Criticism of the New Zealand’s secret services have been abundant in the short aftermath of the attack. However, even if they might share responsibility for failing to prevent the massacre, the Christchurch police responded with incredible speed. The attack started at 1:40, the first emergency call came in at 1:41 and by 2:02 the suspect was in custody. Although the quick response was also attributed to some luck, experts have described the response time as exemplary. This is underlined by the fact that there were less active officers on duty at that time than victims, but the emergency services still managed to fulfil their duties and save lives.
On a larger scale, the government responded by raising the terrorism level to high,the first time in New Zealand history, and launched an official Royal Commission of Inquiry on the 25th of March with the aim of examining whether the secret services could have foreseen and stopped the attack. There was, however, a previously unseen challenge that the government had to face, namely the 17 minutes of footage streamed by the attacker, which was quickly picked up and started circulating the internet. First, officials asked internet users to delete or report any copies they came across. Second, the New Zealand Office of Film and Literature Classification quickly classified the video as “objectionable”, making it illegal to distribute copy, or exhibit the video. Social media platforms responded in a quick manner, nevertheless a controversy developed on the question of to what extent should these sites take responsibility for extremist content.

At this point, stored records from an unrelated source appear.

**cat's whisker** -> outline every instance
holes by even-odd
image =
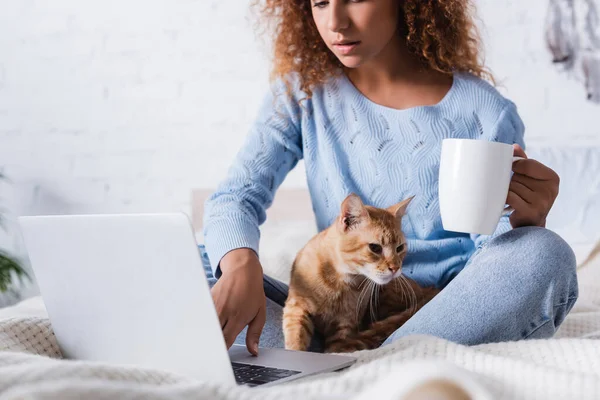
[[[369,299],[369,311],[371,314],[371,322],[375,322],[375,306],[373,305],[373,300],[377,297],[379,293],[379,285],[375,282],[371,285],[371,298]]]
[[[412,285],[410,284],[410,282],[408,282],[408,280],[404,277],[404,283],[407,286],[408,292],[411,294],[410,300],[411,300],[411,313],[416,313],[417,312],[417,294],[415,293],[415,290],[413,289]]]
[[[365,283],[367,283],[367,281],[370,282],[370,279],[365,278],[365,280],[363,280],[363,282],[361,283],[360,286],[363,286],[362,290],[360,291],[360,294],[358,295],[358,301],[356,302],[356,321],[357,321],[357,325],[360,324],[360,312],[362,310],[362,302],[366,297],[369,285],[365,285]]]

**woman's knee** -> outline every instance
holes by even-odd
[[[508,253],[514,272],[523,279],[564,282],[577,296],[577,262],[569,244],[555,232],[540,227],[515,228],[490,244]]]

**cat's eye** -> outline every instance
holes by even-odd
[[[369,244],[369,249],[375,253],[375,254],[381,254],[381,252],[383,251],[383,249],[381,248],[380,245],[376,244],[376,243],[370,243]]]

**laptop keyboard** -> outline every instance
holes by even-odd
[[[231,363],[235,380],[249,386],[264,385],[279,379],[297,375],[300,371],[263,367],[261,365]]]

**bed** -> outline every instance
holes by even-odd
[[[600,398],[600,148],[540,147],[530,149],[530,156],[561,175],[561,194],[548,227],[567,239],[581,265],[580,298],[553,339],[465,347],[414,336],[357,353],[359,362],[341,373],[248,389],[165,371],[63,360],[43,301],[33,297],[0,310],[1,397],[382,400],[408,399],[409,391],[421,390],[423,382],[450,382],[479,393],[472,398]],[[210,192],[192,194],[199,241],[203,201]],[[262,228],[260,257],[266,273],[286,281],[295,252],[314,233],[308,193],[280,189]]]

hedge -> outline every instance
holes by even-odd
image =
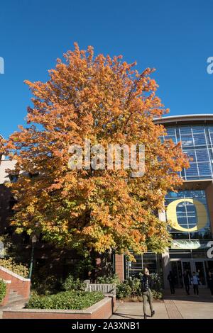
[[[50,295],[32,295],[26,308],[84,310],[104,298],[102,293],[87,291],[62,291]]]

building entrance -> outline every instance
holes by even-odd
[[[183,273],[187,271],[190,276],[196,272],[199,277],[200,286],[207,287],[209,263],[204,259],[171,259],[171,271],[175,278],[175,288],[183,288]]]

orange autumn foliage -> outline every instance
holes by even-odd
[[[26,81],[33,94],[28,127],[4,145],[19,173],[10,184],[17,198],[11,224],[80,251],[163,251],[170,235],[155,212],[188,162],[179,145],[159,138],[165,130],[153,118],[167,111],[155,96],[153,69],[138,73],[121,56],[94,57],[92,47],[77,44],[64,57],[47,82]],[[71,170],[68,147],[83,146],[85,137],[104,147],[145,145],[144,176],[132,178],[124,168]]]

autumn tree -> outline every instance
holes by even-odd
[[[187,166],[179,145],[161,142],[165,134],[153,118],[165,112],[147,68],[122,57],[94,55],[93,48],[58,60],[47,82],[26,81],[33,97],[28,125],[11,135],[4,152],[16,160],[18,181],[10,184],[17,203],[11,225],[17,232],[43,235],[58,246],[129,254],[168,245],[167,223],[156,212],[182,183]],[[146,172],[129,169],[70,169],[70,145],[143,144]]]

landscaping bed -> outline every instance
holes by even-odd
[[[32,295],[28,309],[84,310],[104,298],[101,293],[68,290],[50,295]]]

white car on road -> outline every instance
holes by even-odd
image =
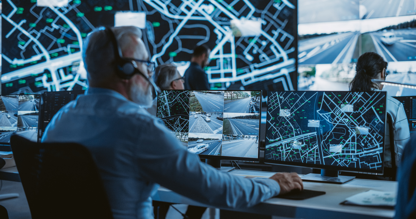
[[[396,35],[393,32],[386,32],[383,33],[380,39],[383,44],[390,45],[396,42]]]
[[[209,148],[209,145],[206,144],[199,144],[196,146],[188,149],[188,151],[189,153],[193,154],[199,154],[202,152],[208,150]]]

In contrast with the US, there were two major differences in New Zealand’s reaction to the attack. First was its classification of the incident as a “terrorist” act which in the US generally is attributed only to attackers of a specific religion or skin colour. Second, was the PM’s quick announcement that “Our gun laws will change, now is the time … People will be seeking change, and I am committed to that”, which came on the day of the attack. This was a recognition of a problem, and a promise for a solution. Not only was the availability of semi-automatic rifles criticised, but also the generally loose gun laws received significant scrutiny.
Although obtaining a firearms license in New Zealand involves Police background checks, and weapons safety training, statistics show that declining applications was uncommon. In 2017 out of 43,509 requests only 188 were declined. Furthermore, New Zealand is the only country except the United States which does not register 96% of its firearms. To make matters worse, a police report from two years ago warned of the potential dangers of such legislation underlining that such laws opened the way to “criminal harm”, especially since “purchase of high-capacity magazines is unregulated and does not require a firearms licence”. It was unfortunately with these magazines that the attacker was capable to cause such damage.
In light of these problems on the 4th of April a proposal passed the first reading in the parliament that attempts to address these deficiencies. On the official website the brief proposes “expanding the category of firearms that are prohibited to include most semi-automatic firearms and some shotguns”. Furthermore, “To allow prohibited items to be removed safely from the community, this bill will set up an amnesty for people to surrender them to licensed dealers and the Police”. The fact that it was put through parliament so quickly, with the final vote happening on the 10th of April, is a sign of the success of bipartisan cooperation, and it is a prominent example that other countries may want to follow.